Caging the Cold War Monster

by DAVID KRIEGER

and STANLEY SHEINBAUM

Throughout the Cold War, nuclear deterrence was at the heart of US nuclear policy. But deterrence has some important limitations that make it highly unreliable, particularly in a time of terrorism. The most critical shortcoming of nuclear deterrence is that the threat of even overwhelming retaliation is not credible against extremist groups that cannot be located. Further, even a credible threat of nuclear retaliation would not be effective against an enemy that was suicidal. Simply put, an enemy that is not locatable or that is suicidal cannot be deterred, no matter how large a country’s nuclear arsenal or how clear its threats of retaliation.

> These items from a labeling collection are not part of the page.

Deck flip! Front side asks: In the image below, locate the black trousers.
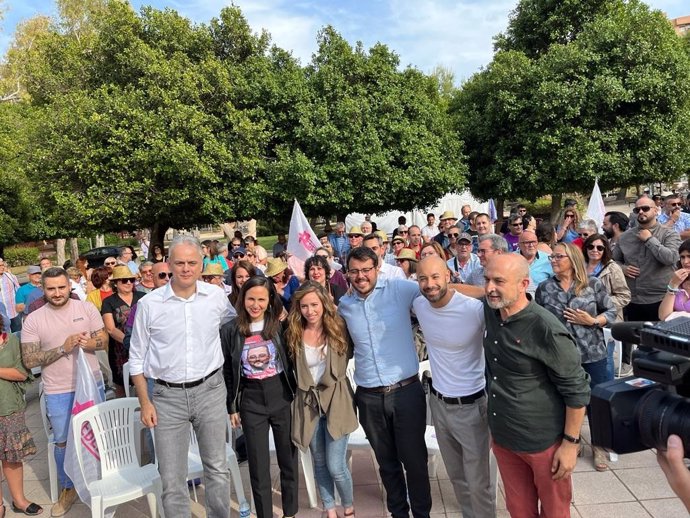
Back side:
[621,301,661,365]
[355,382,431,518]
[240,375,299,518]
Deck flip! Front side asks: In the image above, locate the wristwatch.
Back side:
[563,433,582,444]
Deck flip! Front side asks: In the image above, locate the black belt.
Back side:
[429,387,485,405]
[357,374,419,394]
[156,367,220,389]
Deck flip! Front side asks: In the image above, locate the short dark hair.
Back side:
[678,239,690,268]
[304,255,331,284]
[41,266,69,286]
[604,211,630,232]
[582,234,612,266]
[347,246,379,268]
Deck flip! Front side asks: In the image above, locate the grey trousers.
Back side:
[153,370,230,518]
[429,394,496,518]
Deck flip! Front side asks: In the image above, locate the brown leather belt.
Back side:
[156,368,220,389]
[429,387,485,405]
[357,374,419,394]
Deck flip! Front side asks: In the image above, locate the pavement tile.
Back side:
[573,471,635,507]
[640,498,688,518]
[616,465,675,500]
[577,502,650,518]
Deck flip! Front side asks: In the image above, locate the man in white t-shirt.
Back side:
[422,212,439,243]
[22,267,108,516]
[413,256,496,518]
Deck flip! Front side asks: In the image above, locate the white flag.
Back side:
[65,348,107,516]
[587,178,606,232]
[287,200,321,278]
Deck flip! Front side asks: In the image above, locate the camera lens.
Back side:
[635,390,690,457]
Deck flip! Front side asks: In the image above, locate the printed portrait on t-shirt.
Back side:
[242,335,280,380]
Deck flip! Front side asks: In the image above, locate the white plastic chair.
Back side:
[38,381,59,503]
[72,398,163,518]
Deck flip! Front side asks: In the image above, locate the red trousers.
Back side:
[492,441,573,518]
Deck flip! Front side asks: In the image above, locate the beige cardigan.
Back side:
[292,347,359,451]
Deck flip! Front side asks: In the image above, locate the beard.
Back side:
[486,293,518,309]
[423,286,448,302]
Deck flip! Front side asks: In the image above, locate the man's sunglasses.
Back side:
[633,205,652,214]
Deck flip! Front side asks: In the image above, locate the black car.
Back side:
[82,246,120,268]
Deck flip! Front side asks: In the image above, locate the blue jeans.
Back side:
[46,383,105,489]
[582,358,613,426]
[606,338,616,380]
[309,415,353,510]
[153,369,230,518]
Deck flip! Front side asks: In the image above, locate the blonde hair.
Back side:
[553,243,589,295]
[285,281,348,359]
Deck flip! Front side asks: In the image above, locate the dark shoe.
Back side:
[11,502,43,516]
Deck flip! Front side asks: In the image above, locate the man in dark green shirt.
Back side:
[484,254,590,516]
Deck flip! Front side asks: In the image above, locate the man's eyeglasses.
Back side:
[549,254,568,262]
[633,205,652,214]
[347,266,374,277]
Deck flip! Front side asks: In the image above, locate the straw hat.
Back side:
[264,258,287,277]
[201,263,225,277]
[395,248,417,263]
[111,264,136,281]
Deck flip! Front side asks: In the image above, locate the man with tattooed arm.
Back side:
[22,268,108,516]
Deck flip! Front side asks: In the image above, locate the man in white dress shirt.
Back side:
[412,256,496,518]
[129,236,236,518]
[362,234,407,280]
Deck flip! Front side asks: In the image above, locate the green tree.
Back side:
[451,1,690,211]
[21,2,284,244]
[494,0,616,58]
[270,27,466,216]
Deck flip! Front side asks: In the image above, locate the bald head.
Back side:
[484,254,529,318]
[417,255,453,308]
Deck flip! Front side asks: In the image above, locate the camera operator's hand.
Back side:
[668,268,690,290]
[656,435,690,511]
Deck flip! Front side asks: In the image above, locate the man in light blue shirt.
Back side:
[515,230,553,295]
[338,247,431,518]
[657,194,690,240]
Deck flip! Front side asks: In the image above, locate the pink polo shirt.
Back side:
[22,299,104,394]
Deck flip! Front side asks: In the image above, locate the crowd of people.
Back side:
[0,194,690,518]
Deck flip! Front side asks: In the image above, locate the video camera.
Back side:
[591,317,690,458]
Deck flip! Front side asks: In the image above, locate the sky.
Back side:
[0,0,690,84]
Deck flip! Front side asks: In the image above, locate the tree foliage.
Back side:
[451,0,690,207]
[271,27,466,218]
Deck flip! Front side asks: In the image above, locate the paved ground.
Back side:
[4,384,688,518]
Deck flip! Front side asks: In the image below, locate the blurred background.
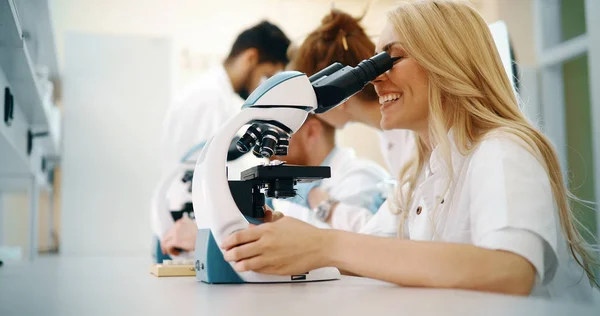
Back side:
[0,0,600,261]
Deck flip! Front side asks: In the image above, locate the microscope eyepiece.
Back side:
[275,136,290,156]
[310,52,394,114]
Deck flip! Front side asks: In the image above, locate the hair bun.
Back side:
[318,9,366,41]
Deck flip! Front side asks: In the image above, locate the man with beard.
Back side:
[152,21,290,262]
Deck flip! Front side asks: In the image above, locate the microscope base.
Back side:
[195,229,340,284]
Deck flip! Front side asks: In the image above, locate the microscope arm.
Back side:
[192,107,308,244]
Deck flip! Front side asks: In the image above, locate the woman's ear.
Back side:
[242,47,259,66]
[302,119,323,146]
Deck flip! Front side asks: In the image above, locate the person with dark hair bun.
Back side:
[151,21,290,263]
[288,9,413,220]
[288,9,413,180]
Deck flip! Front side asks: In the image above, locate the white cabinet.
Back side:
[0,0,61,259]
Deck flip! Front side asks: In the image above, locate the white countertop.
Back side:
[0,256,600,316]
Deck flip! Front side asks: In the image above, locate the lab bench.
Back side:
[0,0,61,260]
[0,256,600,316]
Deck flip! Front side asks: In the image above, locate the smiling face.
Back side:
[373,22,429,133]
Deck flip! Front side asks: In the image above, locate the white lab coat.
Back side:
[273,148,391,232]
[379,129,415,179]
[151,65,251,238]
[361,132,592,301]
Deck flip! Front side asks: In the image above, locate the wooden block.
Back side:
[150,263,196,277]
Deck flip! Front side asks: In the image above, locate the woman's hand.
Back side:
[221,217,328,275]
[308,188,329,209]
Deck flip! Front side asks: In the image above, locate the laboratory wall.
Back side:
[60,33,173,255]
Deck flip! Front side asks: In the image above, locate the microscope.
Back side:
[192,52,395,283]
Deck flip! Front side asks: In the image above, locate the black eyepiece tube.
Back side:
[311,52,394,114]
[308,63,344,83]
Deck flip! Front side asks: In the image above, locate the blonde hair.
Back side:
[389,0,599,287]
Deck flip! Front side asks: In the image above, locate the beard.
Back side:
[236,66,256,100]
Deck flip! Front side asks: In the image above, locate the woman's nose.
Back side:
[371,71,387,85]
[371,71,387,84]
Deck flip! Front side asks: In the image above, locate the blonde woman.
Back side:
[222,0,598,301]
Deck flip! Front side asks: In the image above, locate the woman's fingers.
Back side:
[263,209,283,223]
[271,211,284,222]
[223,242,261,262]
[221,226,261,250]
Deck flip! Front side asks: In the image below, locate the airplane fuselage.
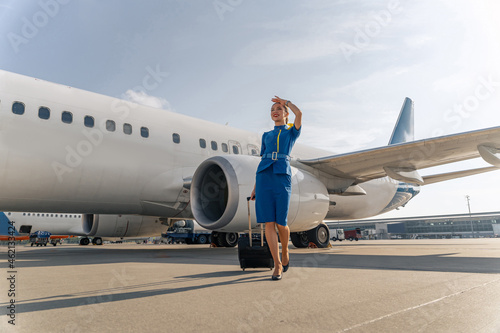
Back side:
[0,71,418,230]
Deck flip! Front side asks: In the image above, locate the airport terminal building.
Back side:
[326,212,500,239]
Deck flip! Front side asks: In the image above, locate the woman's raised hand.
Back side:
[271,96,287,106]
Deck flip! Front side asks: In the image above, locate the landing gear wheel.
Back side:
[80,237,90,245]
[225,232,239,247]
[92,237,102,245]
[307,224,330,248]
[290,232,309,249]
[198,235,208,244]
[218,232,239,247]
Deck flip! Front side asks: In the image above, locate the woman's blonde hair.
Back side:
[273,102,290,125]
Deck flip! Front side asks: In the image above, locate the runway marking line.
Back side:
[338,279,500,332]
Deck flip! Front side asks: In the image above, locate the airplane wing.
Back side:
[299,127,500,185]
[422,167,499,185]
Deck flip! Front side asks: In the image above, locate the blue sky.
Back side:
[0,0,500,217]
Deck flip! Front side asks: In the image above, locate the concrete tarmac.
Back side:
[0,239,500,332]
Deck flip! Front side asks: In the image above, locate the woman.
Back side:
[251,96,302,280]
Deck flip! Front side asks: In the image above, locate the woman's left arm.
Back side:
[272,96,302,129]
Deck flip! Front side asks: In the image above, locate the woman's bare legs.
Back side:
[276,223,290,266]
[266,222,283,275]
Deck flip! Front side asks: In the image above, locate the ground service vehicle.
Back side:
[330,229,345,242]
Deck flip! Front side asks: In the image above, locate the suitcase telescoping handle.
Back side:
[247,197,264,247]
[247,197,252,247]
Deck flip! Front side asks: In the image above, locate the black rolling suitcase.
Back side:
[238,197,274,270]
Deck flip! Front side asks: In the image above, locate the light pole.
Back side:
[465,195,475,238]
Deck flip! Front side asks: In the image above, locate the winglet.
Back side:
[0,212,19,236]
[389,97,414,145]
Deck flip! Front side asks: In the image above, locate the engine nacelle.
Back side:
[82,214,167,237]
[191,155,329,232]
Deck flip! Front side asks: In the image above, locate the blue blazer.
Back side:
[257,124,302,176]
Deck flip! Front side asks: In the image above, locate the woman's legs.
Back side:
[276,223,290,266]
[266,222,283,275]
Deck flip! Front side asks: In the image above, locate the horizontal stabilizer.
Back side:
[423,167,498,185]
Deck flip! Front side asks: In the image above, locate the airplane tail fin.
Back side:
[389,97,414,145]
[0,212,19,236]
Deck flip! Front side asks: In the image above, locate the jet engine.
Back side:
[191,155,329,232]
[82,214,167,237]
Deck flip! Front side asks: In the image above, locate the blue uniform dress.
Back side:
[255,124,302,226]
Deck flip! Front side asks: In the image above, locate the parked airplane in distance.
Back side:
[0,71,500,247]
[0,212,167,245]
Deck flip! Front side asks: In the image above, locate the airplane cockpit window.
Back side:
[123,123,132,135]
[19,225,33,234]
[200,139,207,149]
[106,120,116,132]
[83,116,94,127]
[61,111,73,124]
[12,102,24,115]
[38,106,50,120]
[172,133,181,143]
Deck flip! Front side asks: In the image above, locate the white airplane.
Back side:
[0,212,167,245]
[0,71,500,247]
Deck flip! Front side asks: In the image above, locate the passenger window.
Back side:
[200,139,207,149]
[12,102,24,115]
[172,133,181,143]
[106,120,116,132]
[38,106,50,120]
[83,116,94,127]
[61,111,73,124]
[123,123,132,135]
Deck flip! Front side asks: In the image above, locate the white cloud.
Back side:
[122,89,171,110]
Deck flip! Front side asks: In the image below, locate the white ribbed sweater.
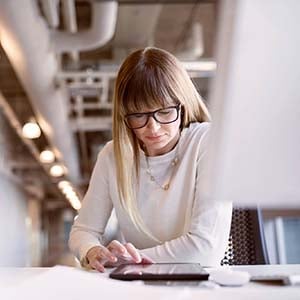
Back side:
[69,123,232,266]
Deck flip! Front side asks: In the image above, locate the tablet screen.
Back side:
[109,263,208,280]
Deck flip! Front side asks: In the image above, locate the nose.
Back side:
[147,116,160,131]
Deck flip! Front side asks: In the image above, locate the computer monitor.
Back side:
[201,0,300,208]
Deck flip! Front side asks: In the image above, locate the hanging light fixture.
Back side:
[40,150,55,164]
[22,121,41,139]
[50,164,65,177]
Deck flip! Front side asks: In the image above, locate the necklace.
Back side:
[146,147,179,191]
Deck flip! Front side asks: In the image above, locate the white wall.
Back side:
[0,175,31,267]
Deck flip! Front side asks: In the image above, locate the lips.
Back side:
[146,135,162,141]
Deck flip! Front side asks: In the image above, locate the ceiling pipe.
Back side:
[0,0,81,182]
[40,0,59,28]
[51,1,118,53]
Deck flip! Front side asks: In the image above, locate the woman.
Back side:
[69,48,232,272]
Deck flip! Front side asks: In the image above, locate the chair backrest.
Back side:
[221,208,269,265]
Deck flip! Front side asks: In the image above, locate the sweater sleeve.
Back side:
[69,144,113,265]
[141,132,232,266]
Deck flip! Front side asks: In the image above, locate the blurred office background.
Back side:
[0,0,300,266]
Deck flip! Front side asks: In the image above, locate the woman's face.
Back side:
[133,106,181,156]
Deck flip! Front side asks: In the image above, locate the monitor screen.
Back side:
[201,0,300,208]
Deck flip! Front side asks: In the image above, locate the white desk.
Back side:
[0,265,300,300]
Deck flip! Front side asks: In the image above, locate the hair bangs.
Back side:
[122,64,179,115]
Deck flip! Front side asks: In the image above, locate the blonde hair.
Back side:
[113,47,210,240]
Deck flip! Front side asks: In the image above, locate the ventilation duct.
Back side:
[51,1,118,53]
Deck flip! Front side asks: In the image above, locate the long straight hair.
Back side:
[113,47,210,241]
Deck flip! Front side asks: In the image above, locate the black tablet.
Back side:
[109,263,209,280]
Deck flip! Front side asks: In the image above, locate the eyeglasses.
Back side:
[125,104,180,129]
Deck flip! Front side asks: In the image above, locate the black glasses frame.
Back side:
[125,104,181,129]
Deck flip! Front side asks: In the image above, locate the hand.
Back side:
[86,240,153,272]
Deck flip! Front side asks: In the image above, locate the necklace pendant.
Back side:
[163,183,170,191]
[171,157,178,167]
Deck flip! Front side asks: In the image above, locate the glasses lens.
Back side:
[126,106,179,129]
[154,107,178,124]
[126,113,148,129]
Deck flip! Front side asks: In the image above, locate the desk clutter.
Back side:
[0,266,300,300]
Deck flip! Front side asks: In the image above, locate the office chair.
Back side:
[221,208,269,265]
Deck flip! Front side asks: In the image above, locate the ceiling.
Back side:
[0,0,218,209]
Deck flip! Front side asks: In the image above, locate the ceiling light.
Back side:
[50,165,65,177]
[58,180,70,190]
[22,121,41,139]
[40,150,55,164]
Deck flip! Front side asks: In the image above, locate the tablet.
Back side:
[109,263,209,280]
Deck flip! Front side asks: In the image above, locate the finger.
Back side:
[90,260,105,273]
[124,243,141,263]
[107,240,127,256]
[97,247,118,262]
[141,254,155,265]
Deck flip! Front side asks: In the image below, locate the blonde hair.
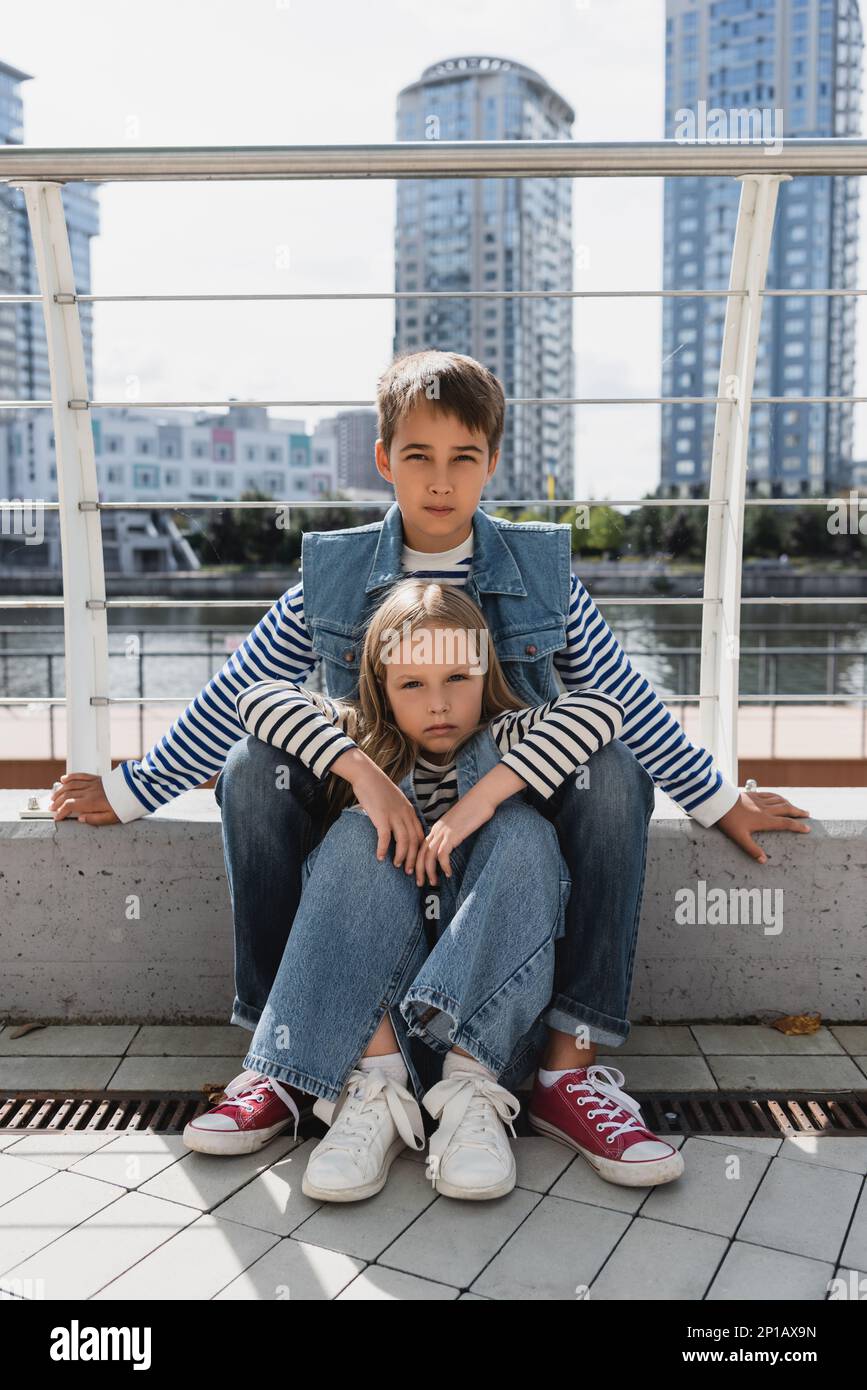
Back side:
[307,580,527,826]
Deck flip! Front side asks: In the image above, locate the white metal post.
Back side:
[699,174,789,785]
[14,181,111,776]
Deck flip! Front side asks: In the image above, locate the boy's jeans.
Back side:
[243,801,571,1101]
[215,734,653,1051]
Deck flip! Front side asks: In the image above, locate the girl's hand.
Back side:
[415,781,499,888]
[345,759,424,873]
[49,773,121,826]
[716,791,810,865]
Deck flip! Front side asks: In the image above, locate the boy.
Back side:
[51,350,807,1183]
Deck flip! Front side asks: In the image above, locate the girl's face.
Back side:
[382,623,486,762]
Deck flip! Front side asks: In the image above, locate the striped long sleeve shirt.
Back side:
[103,532,738,826]
[238,681,624,820]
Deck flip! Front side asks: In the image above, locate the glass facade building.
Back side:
[393,57,575,498]
[661,0,863,496]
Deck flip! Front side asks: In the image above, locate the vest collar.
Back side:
[364,502,527,598]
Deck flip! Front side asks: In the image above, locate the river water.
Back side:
[0,599,867,701]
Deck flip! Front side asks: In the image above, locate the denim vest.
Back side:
[302,502,572,705]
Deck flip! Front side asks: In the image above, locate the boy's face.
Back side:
[385,623,485,763]
[377,400,500,552]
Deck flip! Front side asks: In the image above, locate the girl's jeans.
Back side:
[243,798,571,1101]
[215,734,653,1067]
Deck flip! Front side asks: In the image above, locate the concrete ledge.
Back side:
[0,787,867,1023]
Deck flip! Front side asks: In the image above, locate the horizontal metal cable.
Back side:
[0,691,867,705]
[0,594,867,609]
[0,289,867,304]
[0,494,867,505]
[6,396,867,410]
[0,136,867,183]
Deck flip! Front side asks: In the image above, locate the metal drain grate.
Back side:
[632,1091,867,1138]
[0,1091,208,1134]
[0,1091,867,1138]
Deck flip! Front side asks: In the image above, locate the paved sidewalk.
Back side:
[0,1024,867,1301]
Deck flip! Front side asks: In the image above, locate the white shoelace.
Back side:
[220,1076,302,1138]
[422,1072,521,1180]
[565,1066,647,1140]
[320,1069,425,1156]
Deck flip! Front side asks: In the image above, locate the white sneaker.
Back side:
[422,1069,521,1201]
[302,1068,425,1202]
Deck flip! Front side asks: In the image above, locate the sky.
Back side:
[0,0,867,499]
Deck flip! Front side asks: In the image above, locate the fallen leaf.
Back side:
[10,1023,49,1038]
[771,1013,821,1036]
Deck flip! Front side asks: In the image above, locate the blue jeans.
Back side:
[215,734,653,1051]
[245,801,571,1101]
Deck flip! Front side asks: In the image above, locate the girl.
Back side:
[185,580,624,1201]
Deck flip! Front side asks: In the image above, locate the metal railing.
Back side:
[0,138,867,780]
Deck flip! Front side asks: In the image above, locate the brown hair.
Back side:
[377,348,506,455]
[307,580,527,827]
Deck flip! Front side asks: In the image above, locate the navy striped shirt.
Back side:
[238,681,624,820]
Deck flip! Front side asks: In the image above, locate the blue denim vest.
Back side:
[302,502,572,705]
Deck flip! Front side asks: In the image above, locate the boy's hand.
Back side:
[49,773,121,826]
[345,759,424,873]
[415,781,499,888]
[716,791,810,865]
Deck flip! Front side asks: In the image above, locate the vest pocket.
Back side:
[310,623,364,674]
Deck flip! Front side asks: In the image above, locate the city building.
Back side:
[393,57,575,498]
[660,0,863,496]
[0,406,338,574]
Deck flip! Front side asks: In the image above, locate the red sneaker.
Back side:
[183,1076,313,1154]
[527,1066,684,1187]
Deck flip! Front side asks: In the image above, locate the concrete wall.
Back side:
[0,788,867,1023]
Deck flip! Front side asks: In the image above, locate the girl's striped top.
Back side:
[238,681,624,820]
[103,531,738,826]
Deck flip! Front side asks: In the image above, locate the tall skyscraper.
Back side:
[661,0,863,496]
[395,57,575,498]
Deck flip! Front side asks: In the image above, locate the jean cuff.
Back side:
[243,1052,343,1101]
[542,994,629,1047]
[229,995,261,1033]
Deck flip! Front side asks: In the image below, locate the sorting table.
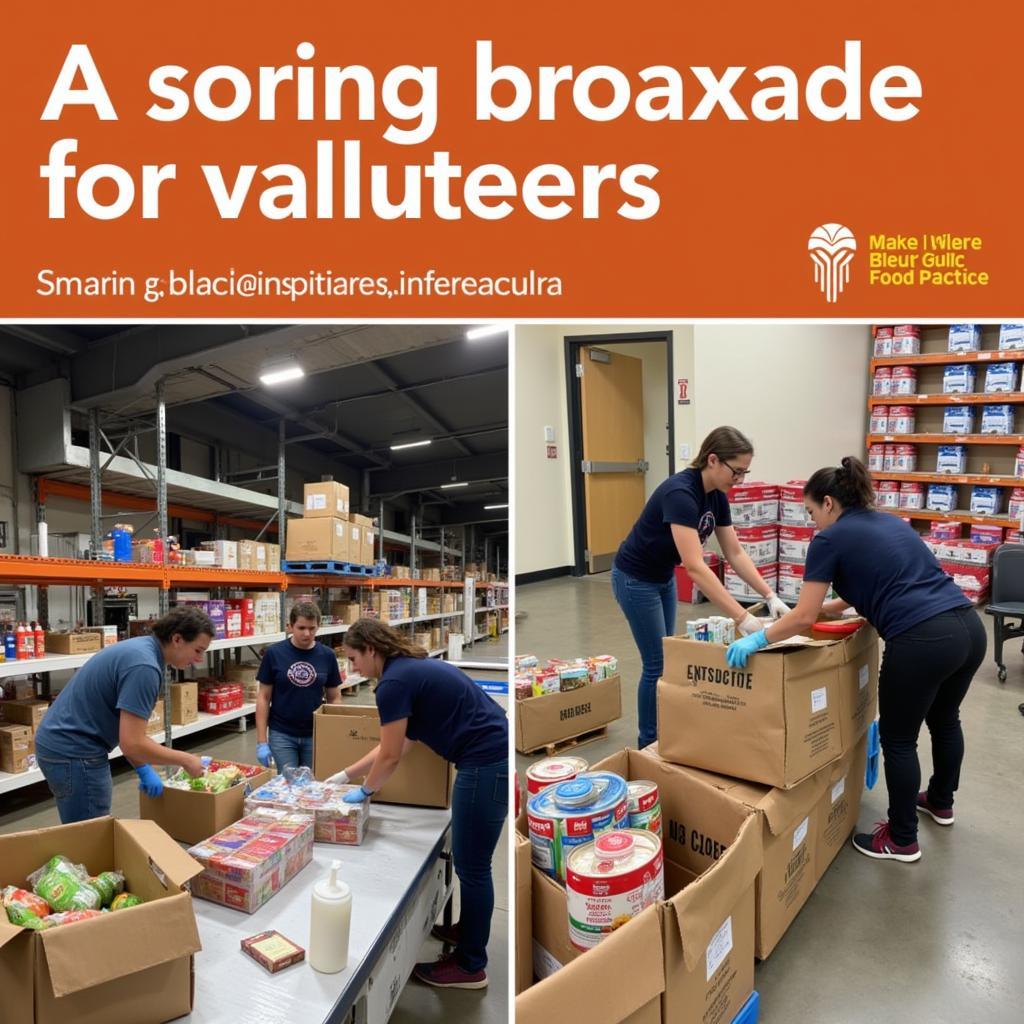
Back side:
[180,804,452,1024]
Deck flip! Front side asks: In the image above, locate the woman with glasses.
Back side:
[611,427,788,748]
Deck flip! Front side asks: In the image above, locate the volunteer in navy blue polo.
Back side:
[611,427,788,748]
[332,618,509,988]
[256,601,341,772]
[727,457,986,861]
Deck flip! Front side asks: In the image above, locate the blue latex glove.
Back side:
[725,630,768,669]
[135,765,164,797]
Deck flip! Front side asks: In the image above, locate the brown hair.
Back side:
[150,604,217,643]
[690,427,754,469]
[342,618,427,657]
[288,601,319,626]
[804,455,874,509]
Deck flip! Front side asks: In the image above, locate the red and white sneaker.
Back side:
[918,790,953,825]
[853,821,921,862]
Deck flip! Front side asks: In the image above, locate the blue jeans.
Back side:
[611,566,679,749]
[266,729,313,775]
[452,760,509,971]
[36,752,114,825]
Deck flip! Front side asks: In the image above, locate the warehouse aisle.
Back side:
[516,573,1024,1024]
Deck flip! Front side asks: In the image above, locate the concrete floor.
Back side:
[0,634,510,1024]
[515,573,1024,1024]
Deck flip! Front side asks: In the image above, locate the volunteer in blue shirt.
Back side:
[726,456,986,861]
[331,618,509,988]
[256,601,341,772]
[36,607,214,824]
[611,427,790,748]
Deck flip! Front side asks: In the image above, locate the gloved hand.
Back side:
[736,612,764,637]
[341,785,373,804]
[135,765,164,797]
[765,590,790,621]
[725,630,768,669]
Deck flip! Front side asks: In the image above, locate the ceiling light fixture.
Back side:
[466,324,509,341]
[259,359,306,384]
[391,437,433,452]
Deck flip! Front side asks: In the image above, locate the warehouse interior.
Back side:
[514,324,1024,1024]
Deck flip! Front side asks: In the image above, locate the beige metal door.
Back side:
[577,345,647,572]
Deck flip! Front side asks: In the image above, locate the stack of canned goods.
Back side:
[686,615,736,643]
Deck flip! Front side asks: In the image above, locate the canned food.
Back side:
[565,828,665,950]
[526,758,590,796]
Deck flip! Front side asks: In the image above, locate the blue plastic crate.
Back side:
[732,989,761,1024]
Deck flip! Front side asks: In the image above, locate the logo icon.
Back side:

The decreasing value of deterrence in the post-Cold War period has been recognized by a bipartisan group of former high-level US officials, including former Secretaries of State Henry Kissinger and George Shultz, former Secretary of Defense William Perry, and former chair of the Senate Armed Services Committee Sam Nunn. They have argued in a seminal Wall Street Journal article that reliance on nuclear weapons for the purpose of deterrence “is becoming increasingly hazardous and decreasingly effective.”

Going back to 1984, Ronald Reagan argued in his State of the Union Message, “A nuclear war can never be won, and must never be fought.” Reagan concluded, “The only value in our two nations possessing nuclear weapons is to make sure they will never be used. But then would it not be better to do away with them entirely?”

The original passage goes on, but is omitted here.